Over a period of time, move towards being able to shut the door on the crate whilst the dog eats. After a while, extend that to further times by treating the dog through the bars in the crate, whilst it sits quietly in the crate.
Once they have that downpat, start asking them to go inside the crate and treat them whilst they're in there (non meal times).
Soon enough they will learn that their crate is an excellent place to be. Do not use the crate as a time out area or for any negative associations.
I highly recommend teaching your dog to sit before you open the door to let it out and that the dog waits for your cue before it comes out. To do this, have your dog in the sit position at the door and put your hand on the door latch. If the dog is still sitting, reward the dog, if they move to a stand, take your hand away, ask them to sit and once they sit, reward and try again. Keep going until the dog stays in a sit position whilst you move the latch on the door.
The next step is to open the door slightly. If the dog breaks sit, go back to the start of having them sit, and as per above, keep moving in little steps.
The last step is being able to open the door fully and still having the dog sit until you cue for them to come out.
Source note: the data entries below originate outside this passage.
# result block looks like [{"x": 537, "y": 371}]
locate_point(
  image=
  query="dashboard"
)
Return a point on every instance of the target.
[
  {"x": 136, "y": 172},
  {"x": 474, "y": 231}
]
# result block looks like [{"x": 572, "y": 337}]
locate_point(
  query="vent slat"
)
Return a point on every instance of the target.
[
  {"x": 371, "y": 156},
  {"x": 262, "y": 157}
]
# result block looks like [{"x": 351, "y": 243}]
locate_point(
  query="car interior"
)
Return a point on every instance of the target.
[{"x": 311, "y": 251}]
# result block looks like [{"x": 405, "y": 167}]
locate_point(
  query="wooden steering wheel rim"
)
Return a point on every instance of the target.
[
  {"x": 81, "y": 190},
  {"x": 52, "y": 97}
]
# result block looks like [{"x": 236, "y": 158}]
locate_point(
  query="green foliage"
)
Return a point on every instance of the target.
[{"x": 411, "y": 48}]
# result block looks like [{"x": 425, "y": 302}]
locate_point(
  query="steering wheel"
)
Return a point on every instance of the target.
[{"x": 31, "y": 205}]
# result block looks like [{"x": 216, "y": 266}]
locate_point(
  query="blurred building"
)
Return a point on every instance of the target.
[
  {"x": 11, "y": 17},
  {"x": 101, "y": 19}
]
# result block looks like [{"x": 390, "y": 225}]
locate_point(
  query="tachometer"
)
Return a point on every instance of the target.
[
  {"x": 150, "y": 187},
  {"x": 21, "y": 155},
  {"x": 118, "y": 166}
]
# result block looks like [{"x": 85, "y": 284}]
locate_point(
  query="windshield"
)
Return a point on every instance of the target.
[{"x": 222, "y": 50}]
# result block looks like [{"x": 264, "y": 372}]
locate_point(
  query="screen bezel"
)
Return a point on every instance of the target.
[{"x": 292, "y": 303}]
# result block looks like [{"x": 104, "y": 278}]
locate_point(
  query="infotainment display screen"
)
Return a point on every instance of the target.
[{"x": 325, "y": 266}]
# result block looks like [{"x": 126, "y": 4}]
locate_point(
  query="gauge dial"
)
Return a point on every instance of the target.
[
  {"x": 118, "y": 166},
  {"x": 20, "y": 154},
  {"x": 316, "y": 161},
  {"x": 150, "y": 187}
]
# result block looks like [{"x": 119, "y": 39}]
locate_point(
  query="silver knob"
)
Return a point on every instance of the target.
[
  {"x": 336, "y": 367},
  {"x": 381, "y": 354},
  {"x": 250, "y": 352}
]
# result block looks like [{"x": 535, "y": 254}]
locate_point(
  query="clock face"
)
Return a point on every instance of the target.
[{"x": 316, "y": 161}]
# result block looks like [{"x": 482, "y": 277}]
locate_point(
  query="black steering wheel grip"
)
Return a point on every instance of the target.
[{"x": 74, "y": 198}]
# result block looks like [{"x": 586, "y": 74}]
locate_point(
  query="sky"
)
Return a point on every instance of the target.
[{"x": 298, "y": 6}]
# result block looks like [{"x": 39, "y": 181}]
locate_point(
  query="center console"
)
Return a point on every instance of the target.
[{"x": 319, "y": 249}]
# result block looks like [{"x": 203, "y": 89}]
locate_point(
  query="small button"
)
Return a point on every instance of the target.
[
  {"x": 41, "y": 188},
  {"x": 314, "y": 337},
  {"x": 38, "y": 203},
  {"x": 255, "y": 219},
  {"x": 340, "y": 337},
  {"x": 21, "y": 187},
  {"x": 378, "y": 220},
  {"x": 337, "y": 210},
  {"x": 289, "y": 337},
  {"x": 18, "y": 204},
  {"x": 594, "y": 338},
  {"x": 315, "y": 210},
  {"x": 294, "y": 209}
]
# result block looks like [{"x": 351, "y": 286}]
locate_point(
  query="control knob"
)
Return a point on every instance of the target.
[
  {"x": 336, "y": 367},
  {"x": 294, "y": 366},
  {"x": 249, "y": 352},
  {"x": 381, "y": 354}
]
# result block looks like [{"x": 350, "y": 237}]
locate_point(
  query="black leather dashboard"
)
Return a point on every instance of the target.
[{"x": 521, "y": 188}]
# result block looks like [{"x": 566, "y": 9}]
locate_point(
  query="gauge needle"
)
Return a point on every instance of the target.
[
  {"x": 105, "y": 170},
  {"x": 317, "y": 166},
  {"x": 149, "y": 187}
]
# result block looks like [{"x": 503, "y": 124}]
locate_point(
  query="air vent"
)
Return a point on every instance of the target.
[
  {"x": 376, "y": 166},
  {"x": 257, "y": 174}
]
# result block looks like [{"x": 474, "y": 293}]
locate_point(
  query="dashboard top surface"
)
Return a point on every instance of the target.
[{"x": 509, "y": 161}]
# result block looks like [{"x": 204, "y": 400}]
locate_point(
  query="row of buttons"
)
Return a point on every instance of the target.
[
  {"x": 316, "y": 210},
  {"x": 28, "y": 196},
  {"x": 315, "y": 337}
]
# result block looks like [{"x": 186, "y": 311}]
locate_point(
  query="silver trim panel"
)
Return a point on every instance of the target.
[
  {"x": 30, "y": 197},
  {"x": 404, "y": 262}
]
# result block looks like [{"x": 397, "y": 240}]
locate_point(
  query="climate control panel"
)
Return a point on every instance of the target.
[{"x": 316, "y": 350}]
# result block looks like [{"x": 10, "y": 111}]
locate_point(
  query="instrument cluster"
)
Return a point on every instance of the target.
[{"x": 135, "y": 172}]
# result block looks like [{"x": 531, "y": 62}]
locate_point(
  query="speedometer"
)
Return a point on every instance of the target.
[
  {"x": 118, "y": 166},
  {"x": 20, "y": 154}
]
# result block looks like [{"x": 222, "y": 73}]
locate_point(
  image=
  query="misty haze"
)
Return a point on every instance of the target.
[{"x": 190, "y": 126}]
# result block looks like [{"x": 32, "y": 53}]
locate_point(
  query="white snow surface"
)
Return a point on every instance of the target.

This can take quite some time and may require you to be quick with the door, but it will be worth it in the end. If you prefer to have the dog in a drop/down position rather than a sit position, that is perfectly fine too.
I cannot recommend highly enough how valuable it is to have a crate trained dog. Whilst your dog may very rarely be in a crate, it is far less stressful for them should they ever be required to be restrained in a crate, if they are already crate trained.